Bio: Alexandra Kuykendall is the author, The Artist’s Daughter: A Memoir. While she spends most of her days washing dishes, driving to and from different schools and trying to find a better solution to the laundry dilemma, she manages to snatch minutes here and there to write about the quest for purpose in it all.

If you were to add to this list, what else would you tell your daughters about body image?

Share your thoughts

Don't try to be like anyone else (read, your sister). God made you for a specific purpose. Be the best you that you can be.


Just like the little girl in the photo, my daughter and I used to stand in front of the mirror when she was younger and discovered the vascular birthmark on her face that she was born with. I used to tell her "God made you special and He loves you very much, and so do I." Even though my daughter is older, she still struggles with self esteem. From a mother that knows, always tell your daughters that it is beautiful to be different.

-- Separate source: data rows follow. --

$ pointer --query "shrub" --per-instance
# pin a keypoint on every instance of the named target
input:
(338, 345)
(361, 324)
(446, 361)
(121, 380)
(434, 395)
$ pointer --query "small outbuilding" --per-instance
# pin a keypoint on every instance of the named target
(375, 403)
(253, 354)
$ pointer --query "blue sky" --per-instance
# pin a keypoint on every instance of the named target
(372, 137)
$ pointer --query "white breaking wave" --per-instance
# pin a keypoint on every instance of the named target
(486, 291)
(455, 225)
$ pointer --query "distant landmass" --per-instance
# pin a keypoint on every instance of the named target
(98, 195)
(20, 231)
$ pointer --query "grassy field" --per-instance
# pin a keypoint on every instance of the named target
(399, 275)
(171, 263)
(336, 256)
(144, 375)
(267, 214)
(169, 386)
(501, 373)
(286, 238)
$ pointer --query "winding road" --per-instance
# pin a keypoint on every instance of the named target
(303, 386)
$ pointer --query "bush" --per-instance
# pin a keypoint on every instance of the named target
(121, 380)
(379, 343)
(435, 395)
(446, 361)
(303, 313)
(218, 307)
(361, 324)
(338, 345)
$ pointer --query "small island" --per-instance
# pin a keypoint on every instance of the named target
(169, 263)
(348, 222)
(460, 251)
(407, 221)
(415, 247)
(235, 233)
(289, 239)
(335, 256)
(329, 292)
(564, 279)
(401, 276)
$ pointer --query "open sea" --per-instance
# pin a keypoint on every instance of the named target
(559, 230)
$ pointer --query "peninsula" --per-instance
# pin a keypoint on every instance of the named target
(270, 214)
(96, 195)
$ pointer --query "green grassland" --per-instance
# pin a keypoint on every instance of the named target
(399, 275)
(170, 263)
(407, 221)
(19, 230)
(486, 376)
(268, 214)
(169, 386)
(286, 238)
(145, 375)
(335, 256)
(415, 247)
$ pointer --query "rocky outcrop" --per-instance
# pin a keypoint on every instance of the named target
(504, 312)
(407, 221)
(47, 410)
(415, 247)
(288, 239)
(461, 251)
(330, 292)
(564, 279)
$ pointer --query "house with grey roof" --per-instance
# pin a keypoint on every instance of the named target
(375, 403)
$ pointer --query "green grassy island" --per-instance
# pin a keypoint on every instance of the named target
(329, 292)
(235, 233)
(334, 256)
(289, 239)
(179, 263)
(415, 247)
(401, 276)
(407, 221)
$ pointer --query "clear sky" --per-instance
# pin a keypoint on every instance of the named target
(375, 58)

I love this too! I would add - just because someone else did it to their body, doesn't mean you have to as well. If I were told that when I was younger, I would have saved myself many arguments with my parents on the 'why can they...and why shouldn't I' stuff.


I love this list. I'm going to print it, to remind me of ways to boost my girls' image. My oldest daughter is 11 and a healthy weight, yet she still thinks she's fat. It makes me so sad that she's so young and thinks this way.